We recognize that our study has several limitations, including the lack of uniform operating procedures for diagnostics and management which, however, is inherent to any epidemiological study. Due to the relatively small number of patients with proven and probable IFD we did not perform a multivariate analysis of risk factors. On the other hand, our analysis has unique and important strengths. For example, the prospectively collected data of three major pediatric cancer centers provide information on the current incidence and outcome of IFD in2 the real-life setting outside prospective randomized trials on antifungal management. In addition, different to previous studies, our analysis includes detailed data on the use of diagnostic tests and the use of prophylactic antifungal agents, which is a prerequisite for interpreting the risk of IFDs. Finally, differences between the centers in both the initiation and cessation of antifungal prophylaxis identify an important research gap, and allow a preliminary comparative analysis, although the conclusions might be limited by not pre-defined strategies.

Conclusion

In conclusion, this prospective multicenter study confirms that children treated for ALL, AML or undergoing HSCT have a significant risk for IFDs, and the risk is individually determined by factors such as age or treatment course. IFD-related mortality was low, in particular in patients receiving chemotherapy. Differences between the sites in the use of imaging diagnostics and antifungal prophylaxis may help to identify approaches to improve the antifungal management in particular of children with ALL, the largest at risk population in pediatric cancer medicine.

Ethics Statement

The Ethical committees of each participating center (Frankfurt, Münster, Vienna) have reviewed and approved the study (approval numbers 348/13 for Frankfurt, 2014-048-b-S for Münster, and 17-6-201 for Vienna). Patients were included in the analysis if they and/or their caregivers had given written informed consent.

Author Contributions

All authors have significantly contributed to the manuscript by designing the study (TL, SS, AA, and AG), collecting the data (FP, JG, AB, and KG), and analyzing the data (all authors). All authors have reviewed and agreed upon the manuscript content.

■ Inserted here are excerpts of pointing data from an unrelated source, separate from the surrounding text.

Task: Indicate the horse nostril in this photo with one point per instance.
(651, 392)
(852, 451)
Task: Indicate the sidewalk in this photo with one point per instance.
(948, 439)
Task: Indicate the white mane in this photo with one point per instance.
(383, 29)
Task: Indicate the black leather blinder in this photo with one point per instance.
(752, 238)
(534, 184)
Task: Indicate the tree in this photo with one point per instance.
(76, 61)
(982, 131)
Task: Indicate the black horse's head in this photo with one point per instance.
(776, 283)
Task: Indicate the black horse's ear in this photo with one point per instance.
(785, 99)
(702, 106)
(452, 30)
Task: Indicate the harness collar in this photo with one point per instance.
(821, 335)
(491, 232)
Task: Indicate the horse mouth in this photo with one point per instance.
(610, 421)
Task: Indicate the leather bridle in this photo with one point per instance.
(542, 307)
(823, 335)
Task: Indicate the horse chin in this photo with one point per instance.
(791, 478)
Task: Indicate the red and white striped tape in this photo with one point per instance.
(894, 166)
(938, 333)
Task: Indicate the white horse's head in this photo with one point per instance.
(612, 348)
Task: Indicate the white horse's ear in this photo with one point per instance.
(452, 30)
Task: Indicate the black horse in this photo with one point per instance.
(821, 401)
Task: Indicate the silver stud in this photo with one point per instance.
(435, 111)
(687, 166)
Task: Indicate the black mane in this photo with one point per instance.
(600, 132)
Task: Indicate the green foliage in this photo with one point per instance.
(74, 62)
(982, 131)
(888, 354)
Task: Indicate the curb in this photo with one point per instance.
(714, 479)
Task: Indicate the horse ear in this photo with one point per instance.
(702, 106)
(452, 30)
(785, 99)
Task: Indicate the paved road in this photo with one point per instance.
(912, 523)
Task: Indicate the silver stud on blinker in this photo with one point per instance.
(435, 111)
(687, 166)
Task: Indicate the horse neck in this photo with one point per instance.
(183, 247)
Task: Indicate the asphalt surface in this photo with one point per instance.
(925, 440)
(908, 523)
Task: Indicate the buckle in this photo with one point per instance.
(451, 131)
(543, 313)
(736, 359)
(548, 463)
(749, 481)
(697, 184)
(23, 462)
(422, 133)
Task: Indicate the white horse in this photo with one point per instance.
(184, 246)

Conflict of Interest Statement

TL has received research grants from Gilead Sciences, is a consultant to Astellas, Basilea, Gilead Sciences, and Merck/MSD, and served at the speaker’s bureau of Astellas, Gilead Sciences, Merck/MSD, and Pfizer. AA has a consulting and advisory role for Jazz Pharmaceuticals and received travel and accommodations expenses from Jazz Pharmaceuticals, Amgen, and Pfizer. AG has received grants from Gilead, Merck, Sharp and Dohme, Pfizer, and Schering-Plough; is a consultant to Amplyx, Astellas, Basilea, Gilead, Merck, Sharp and Dohme, and Schering-Plough, and served at the speakers’ bureau of Astellas, Basilea, Gilead, Merck, Sharp and Dohme, Pfizer, Schering-Plough, and Zeneus/Cephalon. The remaining authors declare that the research was conducted in the absence of any commercial or financial relationships that could be construed as a potential conflict of interest.